Dr McDaniel ended with a poignant message to reassure those of us who perhaps felt overwhelmed at the prospect of changing the world! "See your work as one piece of a larger puzzle".
Isobel Clark (Consultant Clinical Psychologist), Lucy Johnstone (Independent Trainer) and Simon Mudie (Expert by Experience and DCP Wales Lead) presented a workshop exploring the challenge of 'Working in Diagnostically-Based Systems'. In light of the recently published Power Threat Meaning framework document and the Beyond Diagnosis movement, the workshop centered around how to practically and sensitively challenge diagnosis-based thinking and incorporate a trauma-informed formulation driven approach in our working lives.
Lucy Johnstone offered encouragement in being calm and confident in our position as psychologists to use formulation-driven approaches as opposed to diagnostic labels. We were invited to encourage staff to exercise their curiosity, develop hypotheses and offer their own views to explore meaning behind a client's diagnosis and symptoms. In particular, suggest using "I" language, for example, "When he/she does....., I feel...." and then relate this to what this tells us about the client, their relationships and their experiences.
It was highlighted that the formulation can be used as a discussion point with teams to facilitate flexibility in thinking and encourage staff to consider the meaning of events for their respective clients. We were also reminded to be mindful that the client's experience of trauma can be missed or overlooked in teams, and to ensure that these experiences are appropriately considered. After a few members of the audience expressed their frustration and subsequent discouragement of working in diagnostically-based systems, Isobel Clark used the metaphor of building a sandcastle where we work hard to build something great, but sometimes the tide will come in and wash away our sandcastle. We were encouraged to remain persistent, embrace the challenges and, if necessary, re-build our sandcastles.
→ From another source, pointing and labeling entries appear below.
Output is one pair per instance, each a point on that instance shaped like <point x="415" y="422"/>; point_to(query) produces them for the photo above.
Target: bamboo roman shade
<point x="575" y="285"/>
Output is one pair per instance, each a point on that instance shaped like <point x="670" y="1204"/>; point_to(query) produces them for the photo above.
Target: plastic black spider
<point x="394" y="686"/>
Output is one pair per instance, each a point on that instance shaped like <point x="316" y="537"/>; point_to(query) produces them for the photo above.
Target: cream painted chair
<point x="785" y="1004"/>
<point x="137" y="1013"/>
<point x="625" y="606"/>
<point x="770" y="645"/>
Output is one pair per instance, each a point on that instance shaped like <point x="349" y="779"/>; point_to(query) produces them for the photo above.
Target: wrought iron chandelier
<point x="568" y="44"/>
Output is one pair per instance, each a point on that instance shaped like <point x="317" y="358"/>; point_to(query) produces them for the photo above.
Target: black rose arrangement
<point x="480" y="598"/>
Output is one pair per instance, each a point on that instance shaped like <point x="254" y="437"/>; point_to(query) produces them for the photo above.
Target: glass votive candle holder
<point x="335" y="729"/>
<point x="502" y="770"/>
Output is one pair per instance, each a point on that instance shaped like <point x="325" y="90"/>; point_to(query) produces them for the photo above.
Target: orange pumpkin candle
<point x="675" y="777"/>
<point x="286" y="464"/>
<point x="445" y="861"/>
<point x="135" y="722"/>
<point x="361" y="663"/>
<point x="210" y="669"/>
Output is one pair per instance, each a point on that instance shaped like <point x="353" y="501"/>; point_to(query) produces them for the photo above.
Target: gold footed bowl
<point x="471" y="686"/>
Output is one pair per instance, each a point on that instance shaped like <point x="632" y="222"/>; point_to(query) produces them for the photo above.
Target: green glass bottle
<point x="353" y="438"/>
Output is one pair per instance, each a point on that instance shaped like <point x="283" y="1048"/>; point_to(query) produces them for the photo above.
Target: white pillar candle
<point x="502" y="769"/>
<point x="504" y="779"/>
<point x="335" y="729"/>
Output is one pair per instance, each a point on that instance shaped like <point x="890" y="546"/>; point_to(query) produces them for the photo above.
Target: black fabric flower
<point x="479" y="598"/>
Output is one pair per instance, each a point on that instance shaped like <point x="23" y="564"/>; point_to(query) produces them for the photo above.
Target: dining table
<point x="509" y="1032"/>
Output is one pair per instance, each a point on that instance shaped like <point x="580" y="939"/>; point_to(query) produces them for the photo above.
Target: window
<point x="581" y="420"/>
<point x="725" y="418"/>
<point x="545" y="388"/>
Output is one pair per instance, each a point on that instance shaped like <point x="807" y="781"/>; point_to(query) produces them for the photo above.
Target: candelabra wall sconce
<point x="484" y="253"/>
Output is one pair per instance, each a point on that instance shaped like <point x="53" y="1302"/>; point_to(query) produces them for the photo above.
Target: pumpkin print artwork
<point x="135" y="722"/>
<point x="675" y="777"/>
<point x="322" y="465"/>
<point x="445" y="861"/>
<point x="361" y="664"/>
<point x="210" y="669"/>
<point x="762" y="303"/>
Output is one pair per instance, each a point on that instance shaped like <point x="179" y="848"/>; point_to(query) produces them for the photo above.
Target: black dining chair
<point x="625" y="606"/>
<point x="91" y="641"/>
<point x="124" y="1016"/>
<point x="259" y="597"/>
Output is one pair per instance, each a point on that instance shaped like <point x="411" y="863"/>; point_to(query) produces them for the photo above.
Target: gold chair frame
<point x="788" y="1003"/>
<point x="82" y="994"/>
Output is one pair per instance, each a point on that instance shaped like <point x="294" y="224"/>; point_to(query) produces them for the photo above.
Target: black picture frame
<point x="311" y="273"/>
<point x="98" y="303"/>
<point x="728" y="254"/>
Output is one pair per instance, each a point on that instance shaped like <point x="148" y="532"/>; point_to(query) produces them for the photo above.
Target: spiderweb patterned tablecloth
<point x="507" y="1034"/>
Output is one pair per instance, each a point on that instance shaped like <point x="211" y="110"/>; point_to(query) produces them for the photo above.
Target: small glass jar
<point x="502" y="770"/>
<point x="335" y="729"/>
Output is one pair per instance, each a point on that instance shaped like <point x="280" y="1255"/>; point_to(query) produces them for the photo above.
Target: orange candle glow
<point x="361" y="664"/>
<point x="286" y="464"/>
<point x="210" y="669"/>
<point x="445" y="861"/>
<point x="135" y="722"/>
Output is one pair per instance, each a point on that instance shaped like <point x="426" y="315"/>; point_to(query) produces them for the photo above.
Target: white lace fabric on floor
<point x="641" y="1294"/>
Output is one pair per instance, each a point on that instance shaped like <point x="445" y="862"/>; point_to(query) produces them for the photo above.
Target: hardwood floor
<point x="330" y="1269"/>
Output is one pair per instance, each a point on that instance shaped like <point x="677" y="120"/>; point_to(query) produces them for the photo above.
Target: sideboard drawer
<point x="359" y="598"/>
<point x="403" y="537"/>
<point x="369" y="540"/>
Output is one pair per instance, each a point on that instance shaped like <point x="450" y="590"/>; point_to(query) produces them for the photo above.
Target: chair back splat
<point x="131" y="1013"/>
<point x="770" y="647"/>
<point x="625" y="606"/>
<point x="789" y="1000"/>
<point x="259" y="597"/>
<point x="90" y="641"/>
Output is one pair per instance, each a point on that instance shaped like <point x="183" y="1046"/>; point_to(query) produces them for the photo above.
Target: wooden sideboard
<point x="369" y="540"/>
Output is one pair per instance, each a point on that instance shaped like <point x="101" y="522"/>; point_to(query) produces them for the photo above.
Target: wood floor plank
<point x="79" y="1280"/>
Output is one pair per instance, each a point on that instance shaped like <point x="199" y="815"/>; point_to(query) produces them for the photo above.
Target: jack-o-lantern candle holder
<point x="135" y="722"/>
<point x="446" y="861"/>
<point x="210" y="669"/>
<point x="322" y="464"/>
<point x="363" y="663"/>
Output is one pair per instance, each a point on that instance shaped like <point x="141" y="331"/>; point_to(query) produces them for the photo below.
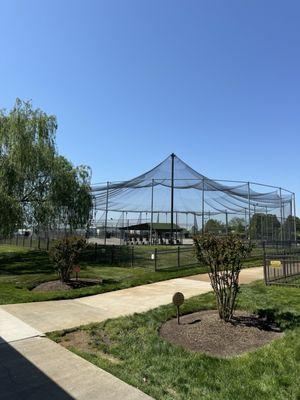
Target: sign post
<point x="178" y="300"/>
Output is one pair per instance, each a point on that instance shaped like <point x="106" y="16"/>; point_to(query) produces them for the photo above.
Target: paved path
<point x="47" y="316"/>
<point x="33" y="367"/>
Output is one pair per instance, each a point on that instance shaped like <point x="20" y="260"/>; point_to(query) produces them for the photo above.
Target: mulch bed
<point x="72" y="284"/>
<point x="204" y="332"/>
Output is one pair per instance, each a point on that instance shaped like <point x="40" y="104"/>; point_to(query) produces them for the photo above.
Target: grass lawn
<point x="131" y="349"/>
<point x="22" y="269"/>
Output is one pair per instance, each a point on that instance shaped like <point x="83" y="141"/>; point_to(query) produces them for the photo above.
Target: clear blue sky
<point x="130" y="81"/>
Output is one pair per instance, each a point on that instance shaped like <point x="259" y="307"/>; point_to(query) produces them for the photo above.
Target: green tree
<point x="65" y="254"/>
<point x="38" y="188"/>
<point x="214" y="226"/>
<point x="224" y="256"/>
<point x="237" y="225"/>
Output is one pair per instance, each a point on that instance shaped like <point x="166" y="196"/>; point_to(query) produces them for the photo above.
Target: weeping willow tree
<point x="38" y="187"/>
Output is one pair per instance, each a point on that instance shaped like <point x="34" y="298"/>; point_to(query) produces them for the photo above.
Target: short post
<point x="265" y="263"/>
<point x="178" y="300"/>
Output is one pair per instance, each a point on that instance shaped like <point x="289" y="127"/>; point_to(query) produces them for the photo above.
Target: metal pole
<point x="151" y="225"/>
<point x="106" y="213"/>
<point x="281" y="217"/>
<point x="176" y="234"/>
<point x="295" y="224"/>
<point x="267" y="233"/>
<point x="172" y="197"/>
<point x="203" y="206"/>
<point x="249" y="210"/>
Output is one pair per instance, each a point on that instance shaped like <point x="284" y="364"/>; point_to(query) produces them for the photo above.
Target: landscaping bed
<point x="204" y="332"/>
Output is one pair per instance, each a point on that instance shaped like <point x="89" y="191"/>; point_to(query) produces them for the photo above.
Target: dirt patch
<point x="204" y="332"/>
<point x="72" y="284"/>
<point x="82" y="341"/>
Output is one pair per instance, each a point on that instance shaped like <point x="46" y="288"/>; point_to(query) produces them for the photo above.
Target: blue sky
<point x="130" y="81"/>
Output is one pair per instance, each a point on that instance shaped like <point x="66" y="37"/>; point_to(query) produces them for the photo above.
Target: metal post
<point x="202" y="206"/>
<point x="281" y="217"/>
<point x="172" y="197"/>
<point x="151" y="224"/>
<point x="176" y="233"/>
<point x="295" y="224"/>
<point x="106" y="213"/>
<point x="249" y="210"/>
<point x="267" y="233"/>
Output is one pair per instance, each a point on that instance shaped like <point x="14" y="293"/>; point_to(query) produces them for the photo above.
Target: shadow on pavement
<point x="20" y="379"/>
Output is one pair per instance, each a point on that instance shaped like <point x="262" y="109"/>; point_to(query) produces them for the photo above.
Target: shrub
<point x="224" y="256"/>
<point x="65" y="254"/>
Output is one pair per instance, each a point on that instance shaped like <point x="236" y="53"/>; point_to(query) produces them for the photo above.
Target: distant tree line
<point x="38" y="187"/>
<point x="262" y="227"/>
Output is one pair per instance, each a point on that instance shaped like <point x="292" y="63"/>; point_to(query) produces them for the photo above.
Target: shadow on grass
<point x="31" y="262"/>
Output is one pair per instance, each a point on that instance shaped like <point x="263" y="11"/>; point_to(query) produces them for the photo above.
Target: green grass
<point x="21" y="269"/>
<point x="169" y="372"/>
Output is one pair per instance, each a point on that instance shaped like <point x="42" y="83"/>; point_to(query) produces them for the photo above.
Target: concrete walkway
<point x="47" y="316"/>
<point x="33" y="367"/>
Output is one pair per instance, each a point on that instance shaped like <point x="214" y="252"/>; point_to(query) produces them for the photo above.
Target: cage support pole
<point x="249" y="211"/>
<point x="295" y="225"/>
<point x="202" y="228"/>
<point x="106" y="213"/>
<point x="281" y="216"/>
<point x="172" y="197"/>
<point x="151" y="224"/>
<point x="267" y="233"/>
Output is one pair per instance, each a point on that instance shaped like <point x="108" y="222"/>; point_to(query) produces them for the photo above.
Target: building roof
<point x="156" y="226"/>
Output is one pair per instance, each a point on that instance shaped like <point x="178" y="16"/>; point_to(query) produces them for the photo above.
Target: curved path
<point x="33" y="367"/>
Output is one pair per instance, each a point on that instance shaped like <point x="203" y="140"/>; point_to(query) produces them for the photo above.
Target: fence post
<point x="265" y="263"/>
<point x="112" y="254"/>
<point x="95" y="253"/>
<point x="132" y="255"/>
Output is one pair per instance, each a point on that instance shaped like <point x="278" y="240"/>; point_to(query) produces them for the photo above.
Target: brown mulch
<point x="81" y="340"/>
<point x="204" y="332"/>
<point x="72" y="284"/>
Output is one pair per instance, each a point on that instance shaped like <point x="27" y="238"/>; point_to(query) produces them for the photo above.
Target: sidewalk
<point x="48" y="316"/>
<point x="33" y="367"/>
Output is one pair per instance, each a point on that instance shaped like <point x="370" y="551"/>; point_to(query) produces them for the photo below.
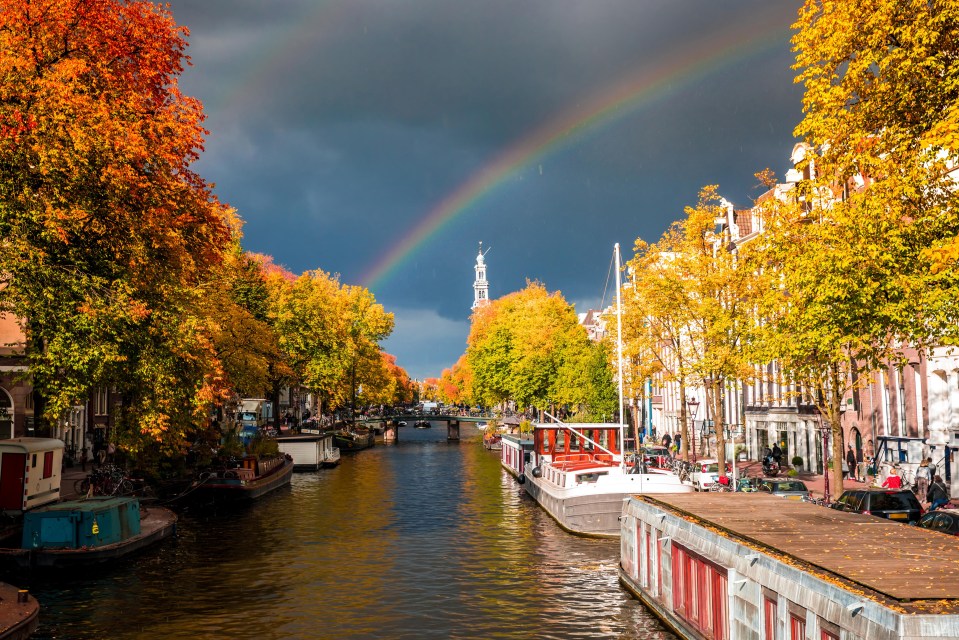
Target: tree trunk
<point x="683" y="426"/>
<point x="835" y="422"/>
<point x="718" y="425"/>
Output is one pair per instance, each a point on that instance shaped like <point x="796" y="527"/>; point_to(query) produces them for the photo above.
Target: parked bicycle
<point x="110" y="480"/>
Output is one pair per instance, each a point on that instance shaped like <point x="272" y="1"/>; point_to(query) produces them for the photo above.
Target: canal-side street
<point x="420" y="540"/>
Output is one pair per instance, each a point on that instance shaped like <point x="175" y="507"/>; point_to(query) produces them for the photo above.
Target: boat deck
<point x="902" y="562"/>
<point x="17" y="619"/>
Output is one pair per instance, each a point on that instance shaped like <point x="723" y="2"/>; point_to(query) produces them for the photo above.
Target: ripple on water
<point x="421" y="540"/>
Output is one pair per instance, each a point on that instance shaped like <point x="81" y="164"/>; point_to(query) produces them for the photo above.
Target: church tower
<point x="480" y="285"/>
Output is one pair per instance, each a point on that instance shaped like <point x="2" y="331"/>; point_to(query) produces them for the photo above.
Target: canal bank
<point x="426" y="539"/>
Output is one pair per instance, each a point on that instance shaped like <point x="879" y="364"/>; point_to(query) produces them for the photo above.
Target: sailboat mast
<point x="619" y="349"/>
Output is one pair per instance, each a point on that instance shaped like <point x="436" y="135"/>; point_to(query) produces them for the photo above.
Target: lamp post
<point x="693" y="405"/>
<point x="824" y="431"/>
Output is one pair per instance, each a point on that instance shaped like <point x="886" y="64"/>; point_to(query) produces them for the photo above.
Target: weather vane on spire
<point x="480" y="284"/>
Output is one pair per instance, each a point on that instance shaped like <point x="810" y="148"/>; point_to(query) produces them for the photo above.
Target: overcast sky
<point x="547" y="129"/>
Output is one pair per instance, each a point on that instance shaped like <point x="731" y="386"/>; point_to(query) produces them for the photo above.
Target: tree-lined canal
<point x="420" y="540"/>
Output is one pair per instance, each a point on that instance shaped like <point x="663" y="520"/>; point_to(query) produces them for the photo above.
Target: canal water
<point x="424" y="539"/>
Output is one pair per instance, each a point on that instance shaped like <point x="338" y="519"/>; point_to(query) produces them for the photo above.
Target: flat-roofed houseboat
<point x="733" y="566"/>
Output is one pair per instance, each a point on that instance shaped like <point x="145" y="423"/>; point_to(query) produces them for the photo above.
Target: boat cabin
<point x="30" y="471"/>
<point x="569" y="445"/>
<point x="93" y="522"/>
<point x="309" y="451"/>
<point x="516" y="452"/>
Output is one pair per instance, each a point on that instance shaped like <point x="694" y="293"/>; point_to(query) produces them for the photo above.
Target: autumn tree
<point x="656" y="319"/>
<point x="881" y="109"/>
<point x="106" y="230"/>
<point x="529" y="347"/>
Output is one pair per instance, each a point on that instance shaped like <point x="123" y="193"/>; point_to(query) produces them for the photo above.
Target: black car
<point x="943" y="520"/>
<point x="895" y="504"/>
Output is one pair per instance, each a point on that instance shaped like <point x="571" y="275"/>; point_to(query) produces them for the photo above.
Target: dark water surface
<point x="420" y="540"/>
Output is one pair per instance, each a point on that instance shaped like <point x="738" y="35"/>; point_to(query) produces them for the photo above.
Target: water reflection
<point x="423" y="539"/>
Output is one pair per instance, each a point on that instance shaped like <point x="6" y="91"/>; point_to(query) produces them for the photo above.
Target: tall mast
<point x="619" y="348"/>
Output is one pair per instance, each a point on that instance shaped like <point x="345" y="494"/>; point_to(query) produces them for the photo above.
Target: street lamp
<point x="693" y="405"/>
<point x="824" y="431"/>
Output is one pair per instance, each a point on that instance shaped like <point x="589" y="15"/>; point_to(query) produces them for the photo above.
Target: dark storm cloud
<point x="336" y="126"/>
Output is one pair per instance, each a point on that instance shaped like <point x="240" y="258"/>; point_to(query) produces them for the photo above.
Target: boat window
<point x="589" y="477"/>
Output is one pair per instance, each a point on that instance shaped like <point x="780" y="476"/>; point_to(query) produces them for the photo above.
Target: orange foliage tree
<point x="106" y="231"/>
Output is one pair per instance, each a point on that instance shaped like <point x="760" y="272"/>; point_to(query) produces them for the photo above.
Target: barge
<point x="253" y="479"/>
<point x="733" y="566"/>
<point x="88" y="532"/>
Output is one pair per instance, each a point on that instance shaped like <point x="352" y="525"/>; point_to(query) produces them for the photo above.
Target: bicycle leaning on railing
<point x="110" y="480"/>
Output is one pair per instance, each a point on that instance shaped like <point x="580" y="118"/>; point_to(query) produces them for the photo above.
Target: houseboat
<point x="734" y="566"/>
<point x="253" y="479"/>
<point x="310" y="451"/>
<point x="515" y="452"/>
<point x="578" y="475"/>
<point x="88" y="532"/>
<point x="29" y="473"/>
<point x="19" y="614"/>
<point x="348" y="441"/>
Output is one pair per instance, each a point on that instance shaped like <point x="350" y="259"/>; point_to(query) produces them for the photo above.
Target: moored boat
<point x="744" y="566"/>
<point x="577" y="474"/>
<point x="253" y="479"/>
<point x="310" y="450"/>
<point x="349" y="441"/>
<point x="88" y="532"/>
The keynote speaker was Expert by Experience and independent health and social care consultant Jacqui Dyer whose talk was titled, 'From Surviving to Thriving.' Jacqui emphasised that psychologists have a key role to play as leaders in tackling the complexity of discrimination within services.
We were reminded of the challenges in accessing appropriate mental health services for black and minority ethnic communities. Jacqui argued for the need to take a cooperative approach, i.e. where co-production is present at every level of service design in order to ensure parity of esteem for vulnerable communities. Jacqui emphasised that by creating ongoing dialogue and taking a systemic approach, communities have the opportunity to be on a level where their voices are heard. Jacqui brought our attention to the ways in which these approaches have already proved successful in ensuring service users and Experts by Experience have a voice that is heard, for example, the Mental Health Taskforce, Lambeth's Black Thrive partnership.
Jacqui argued that the development and implementation of local and national policies that operate within the political and policy landscape enables services to move from surviving to thriving.
Overall the conference was filled with thought-provoking debates concerning current international issues in Clinical Psychology with an engaged audience keen to offer their experience from clinical practice and spark enthused-discussions.